A motorcycle stunt-rider moving horizontally takes off from a point 1.25 m above the ground,
landing 10 m away as shown.

Homework Equations

The Attempt at a Solution

using tan $$\alpha$$ = $$\frac{Opp}{Adj}$$
$$\alpha$$ = 7.1
then using v²=u²+2as
v²=0
let a = g = 10
s = 1.25(since we are calculating vertical)
u² = 25
u = 5
but u is Xsin $$\alpha$$
therefore x = $$\frac{5}{sin\alpha}$$
x = 40 ms-1
><
no the answer is 20ms-1
what is wrong?

 

[Andrew Mason]

Homework Statement

A motorcycle stunt-rider moving horizontally takes off from a point 1.25 m above the ground,
landing 10 m away as shown.

It is always a good idea to tell us what the question is. I take it that it is asking for the speed of the motorcycle when it takes off.
...

Your equation is not correct. The correct equation is:

$$h = v_0\sin{\alpha}t - \frac{1}{2}gt^2$$

where h = change in vertical position = -1.25 m.

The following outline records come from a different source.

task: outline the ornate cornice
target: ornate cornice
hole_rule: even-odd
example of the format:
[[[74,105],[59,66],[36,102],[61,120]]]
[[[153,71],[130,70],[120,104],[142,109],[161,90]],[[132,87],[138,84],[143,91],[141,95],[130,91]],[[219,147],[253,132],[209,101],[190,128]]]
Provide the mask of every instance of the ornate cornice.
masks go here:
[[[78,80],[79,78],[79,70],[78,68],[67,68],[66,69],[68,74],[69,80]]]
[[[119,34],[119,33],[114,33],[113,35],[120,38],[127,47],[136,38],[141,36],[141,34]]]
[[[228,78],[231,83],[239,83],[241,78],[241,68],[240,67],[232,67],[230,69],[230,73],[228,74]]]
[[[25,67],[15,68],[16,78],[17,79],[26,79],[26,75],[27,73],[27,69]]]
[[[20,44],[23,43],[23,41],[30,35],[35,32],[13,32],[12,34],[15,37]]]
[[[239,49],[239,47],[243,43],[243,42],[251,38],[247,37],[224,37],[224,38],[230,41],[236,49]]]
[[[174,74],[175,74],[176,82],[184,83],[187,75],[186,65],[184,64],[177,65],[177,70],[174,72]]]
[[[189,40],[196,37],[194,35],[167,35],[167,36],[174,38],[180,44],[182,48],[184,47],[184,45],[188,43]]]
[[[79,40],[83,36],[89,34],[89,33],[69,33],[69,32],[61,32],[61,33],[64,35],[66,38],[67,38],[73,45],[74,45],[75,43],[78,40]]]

The angle of launch is 0 degrees. Work out the time of flight. From that you can work out its horizontal speed (it travels 10 m in that time).

AM

 

[look416]

yea
i have found it
thx bro for stating the angle of launch
i always thinking that for no angle is given
we have to find the angle by ourselves using trigo ..